Elle retire elle-même la seule véritable question qu’elle posera. « Le rapport médical indique tout de même qu’il y avait des traces de violence – en tout cas c’est sur la foi des déclarations de Nafissatou Diallo. » Sur ce, DSK y va de son discours (c’est pendant la réponse à cette question qu’elle croise pour la première fois les bras) : « Il faut lire ce que dit le rapport du procureur, et il faut le lire attentivement. »
Ceci n’est plus une interview. DSK accorde une audience à un sujet.
Guy Verhofstadt a remporté les élections de 1999 en agitant une feuille de papier pendant un débat télévisé (en résumant très brièvement les faits, naturellement). Il en ressort que le pouvoir d’une feuille de papier à la télévision a quelque chose de presque miraculeux : quiconque tient le document a le pouvoir de cadrer le débat : ce qui sera évoqué, et en quels termes.

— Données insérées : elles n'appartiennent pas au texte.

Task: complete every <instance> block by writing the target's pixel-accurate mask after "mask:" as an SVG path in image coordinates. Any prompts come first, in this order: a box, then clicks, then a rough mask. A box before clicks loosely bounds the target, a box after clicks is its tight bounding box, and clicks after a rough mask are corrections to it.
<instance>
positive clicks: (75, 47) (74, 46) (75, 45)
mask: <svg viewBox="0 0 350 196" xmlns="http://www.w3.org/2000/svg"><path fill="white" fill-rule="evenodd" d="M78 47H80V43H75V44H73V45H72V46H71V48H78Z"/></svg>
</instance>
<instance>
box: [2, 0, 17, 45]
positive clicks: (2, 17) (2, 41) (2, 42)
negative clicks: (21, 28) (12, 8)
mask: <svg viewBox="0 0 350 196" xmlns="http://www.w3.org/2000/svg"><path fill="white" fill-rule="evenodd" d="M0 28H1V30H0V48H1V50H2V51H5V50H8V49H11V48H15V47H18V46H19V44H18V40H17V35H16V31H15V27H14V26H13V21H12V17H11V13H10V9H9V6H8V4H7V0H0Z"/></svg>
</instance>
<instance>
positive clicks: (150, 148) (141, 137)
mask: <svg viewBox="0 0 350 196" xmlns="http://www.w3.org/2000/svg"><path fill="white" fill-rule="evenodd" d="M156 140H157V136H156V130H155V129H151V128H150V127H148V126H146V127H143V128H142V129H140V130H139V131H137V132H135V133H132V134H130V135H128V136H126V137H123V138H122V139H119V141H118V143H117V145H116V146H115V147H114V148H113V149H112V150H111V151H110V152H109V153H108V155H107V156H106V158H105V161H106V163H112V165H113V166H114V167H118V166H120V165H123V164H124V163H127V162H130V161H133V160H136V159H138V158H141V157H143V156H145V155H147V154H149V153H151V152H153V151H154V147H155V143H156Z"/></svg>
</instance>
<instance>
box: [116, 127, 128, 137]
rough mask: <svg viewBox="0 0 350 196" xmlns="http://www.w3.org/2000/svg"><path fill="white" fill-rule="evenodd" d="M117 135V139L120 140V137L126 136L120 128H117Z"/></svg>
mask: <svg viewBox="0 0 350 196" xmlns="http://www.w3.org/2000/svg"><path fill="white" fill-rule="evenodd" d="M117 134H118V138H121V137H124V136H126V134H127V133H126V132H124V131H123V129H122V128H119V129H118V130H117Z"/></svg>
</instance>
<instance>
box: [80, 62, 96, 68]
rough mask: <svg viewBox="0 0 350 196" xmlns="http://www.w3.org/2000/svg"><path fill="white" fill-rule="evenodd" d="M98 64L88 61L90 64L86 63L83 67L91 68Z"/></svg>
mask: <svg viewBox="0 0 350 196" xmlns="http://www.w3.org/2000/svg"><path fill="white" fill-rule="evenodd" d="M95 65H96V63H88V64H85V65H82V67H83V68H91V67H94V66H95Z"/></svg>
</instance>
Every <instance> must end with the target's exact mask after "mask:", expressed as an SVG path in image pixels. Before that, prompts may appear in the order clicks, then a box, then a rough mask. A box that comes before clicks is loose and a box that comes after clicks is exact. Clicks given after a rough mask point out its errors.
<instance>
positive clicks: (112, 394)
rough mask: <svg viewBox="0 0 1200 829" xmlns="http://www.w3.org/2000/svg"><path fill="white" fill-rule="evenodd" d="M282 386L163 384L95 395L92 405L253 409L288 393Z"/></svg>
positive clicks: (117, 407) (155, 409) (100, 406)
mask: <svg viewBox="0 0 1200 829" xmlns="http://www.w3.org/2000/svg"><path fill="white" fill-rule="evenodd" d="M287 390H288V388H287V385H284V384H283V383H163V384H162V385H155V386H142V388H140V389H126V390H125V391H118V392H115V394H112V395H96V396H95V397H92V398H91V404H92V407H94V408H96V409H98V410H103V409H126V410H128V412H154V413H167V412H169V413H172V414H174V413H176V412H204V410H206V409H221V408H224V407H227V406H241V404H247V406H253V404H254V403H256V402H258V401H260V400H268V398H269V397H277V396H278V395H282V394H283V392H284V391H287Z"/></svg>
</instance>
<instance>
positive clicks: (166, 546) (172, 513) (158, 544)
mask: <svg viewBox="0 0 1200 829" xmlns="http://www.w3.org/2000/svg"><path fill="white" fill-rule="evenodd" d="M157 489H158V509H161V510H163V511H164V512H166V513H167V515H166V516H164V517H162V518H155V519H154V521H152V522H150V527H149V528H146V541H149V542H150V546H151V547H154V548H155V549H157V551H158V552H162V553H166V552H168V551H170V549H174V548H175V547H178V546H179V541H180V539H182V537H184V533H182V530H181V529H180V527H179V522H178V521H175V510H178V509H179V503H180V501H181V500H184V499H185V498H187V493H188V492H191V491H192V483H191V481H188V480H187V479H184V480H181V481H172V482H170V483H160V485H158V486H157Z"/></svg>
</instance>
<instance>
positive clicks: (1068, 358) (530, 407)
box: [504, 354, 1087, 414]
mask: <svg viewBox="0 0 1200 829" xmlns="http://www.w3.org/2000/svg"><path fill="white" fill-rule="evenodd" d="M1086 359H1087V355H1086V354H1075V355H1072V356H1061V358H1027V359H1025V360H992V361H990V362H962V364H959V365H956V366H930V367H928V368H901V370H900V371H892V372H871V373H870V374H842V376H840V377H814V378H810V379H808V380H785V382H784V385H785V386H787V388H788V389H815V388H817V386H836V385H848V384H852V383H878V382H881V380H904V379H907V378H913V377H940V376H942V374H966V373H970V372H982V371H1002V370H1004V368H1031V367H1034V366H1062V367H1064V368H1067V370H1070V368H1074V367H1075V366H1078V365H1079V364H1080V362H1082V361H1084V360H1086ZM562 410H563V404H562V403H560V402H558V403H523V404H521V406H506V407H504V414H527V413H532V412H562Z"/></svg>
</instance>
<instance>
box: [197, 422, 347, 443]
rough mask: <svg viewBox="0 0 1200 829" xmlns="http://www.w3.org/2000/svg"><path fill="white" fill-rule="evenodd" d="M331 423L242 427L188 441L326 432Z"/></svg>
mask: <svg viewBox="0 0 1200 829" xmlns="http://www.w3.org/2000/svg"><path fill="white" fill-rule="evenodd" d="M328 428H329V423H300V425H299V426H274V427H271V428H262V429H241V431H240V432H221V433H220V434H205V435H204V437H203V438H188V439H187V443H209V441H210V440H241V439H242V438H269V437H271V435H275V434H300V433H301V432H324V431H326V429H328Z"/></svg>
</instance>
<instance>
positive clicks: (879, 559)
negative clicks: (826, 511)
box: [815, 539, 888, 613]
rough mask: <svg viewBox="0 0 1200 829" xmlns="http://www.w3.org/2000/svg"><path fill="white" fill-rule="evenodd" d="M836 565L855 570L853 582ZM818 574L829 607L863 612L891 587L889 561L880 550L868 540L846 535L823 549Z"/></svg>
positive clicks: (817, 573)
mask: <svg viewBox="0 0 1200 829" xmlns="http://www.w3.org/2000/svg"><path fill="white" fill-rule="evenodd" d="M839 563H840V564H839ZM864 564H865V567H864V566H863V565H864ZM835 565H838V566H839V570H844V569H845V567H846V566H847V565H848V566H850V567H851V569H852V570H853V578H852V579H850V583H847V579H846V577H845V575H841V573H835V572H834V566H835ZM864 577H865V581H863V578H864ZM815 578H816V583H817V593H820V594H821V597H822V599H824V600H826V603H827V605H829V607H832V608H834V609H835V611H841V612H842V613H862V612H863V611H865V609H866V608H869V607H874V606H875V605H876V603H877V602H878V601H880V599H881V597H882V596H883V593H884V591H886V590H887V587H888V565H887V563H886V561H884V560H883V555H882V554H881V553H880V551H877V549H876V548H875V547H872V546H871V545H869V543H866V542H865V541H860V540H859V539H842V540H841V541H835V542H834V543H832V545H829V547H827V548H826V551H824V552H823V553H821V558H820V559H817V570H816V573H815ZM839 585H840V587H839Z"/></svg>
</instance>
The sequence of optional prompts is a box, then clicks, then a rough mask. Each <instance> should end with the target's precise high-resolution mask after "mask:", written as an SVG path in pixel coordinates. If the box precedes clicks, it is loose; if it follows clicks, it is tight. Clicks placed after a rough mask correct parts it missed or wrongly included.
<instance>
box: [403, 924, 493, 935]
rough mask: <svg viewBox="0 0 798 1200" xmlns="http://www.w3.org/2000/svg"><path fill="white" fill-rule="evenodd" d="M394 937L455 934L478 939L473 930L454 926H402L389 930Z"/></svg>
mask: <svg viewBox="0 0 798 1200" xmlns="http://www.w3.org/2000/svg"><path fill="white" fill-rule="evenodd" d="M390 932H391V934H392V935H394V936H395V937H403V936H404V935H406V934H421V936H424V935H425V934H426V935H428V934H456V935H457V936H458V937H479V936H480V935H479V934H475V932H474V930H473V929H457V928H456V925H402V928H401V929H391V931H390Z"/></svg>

Le fait que la journaliste n’a pas de notes papier à citer la rend naturellement très vulnérable, également aux yeux du téléspectateur. DSK peut continuer indéfiniment à ‘citer’ le rapport : le procureur dit qu’il n’est pas question de violence, il dit que Nafissatou Diallo a menti sur tout – et d’ajouter : ce procureur qui m’a accusé, qui m’a fait passer les menottes ! Ce ne sont pas mes avocats qui disent ça, ce n'est pas moi, mais le procureur !
Claire Chazal n’avait manifestement pas non plus lu le rapport car, à aucun moment, elle n’a interrompu DSK pour le corriger (ce qu’ont fait entre-temps les avocats de madame Diallo). À ce moment, il est clair que DSK – en échange de cette interview exclusive – a posé des exigences très poussées concernant l’entretien.
Une ficelle bien connue dans les médias est l’habitude de personnes – pour la plupart influentes – de s’interrompre personnellement au milieu d’une réponse à une question ennuyeuse. C’est une stratégie délibérée pour infléchir des questions spécifiques en réponses générales, afin d’associer à une réponse une sorte de ‘morale de l’histoire’. L’interviewé(e) fait ainsi savoir de suite que sa patience quant à cette ligne de questions est épuisée en ce qui le ou la concerne. Surtout à la télévision, cette ficelle rend les journalistes très vulnérables, car ils ne peuvent insister indéfiniment sur la question.
Une autre ficelle du manuel de l’interview est de donner pour obtenir. Avouez une faute, pour éviter plus grave. Par trois fois, DSK en use de façon magistrale.
Ce qui intéresse le téléspectateur, ce n’est pas de savoir s’il s’agit d’une relation inappropriée ou d’une faute (si tant est que ces deux notions couvrent des significations foncièrement différentes). Ce qui l’intéresse est de savoir si DSK est coupable de violence sexuelle. DSK fait comme s’il ne voulait rien minimiser ou excuser, tandis qu'il le fait bel et bien. Non non, j’insiste : une faute ! Un très bel exercice, exécuté sans la moindre erreur. Et la journaliste cède une nouvelle fois.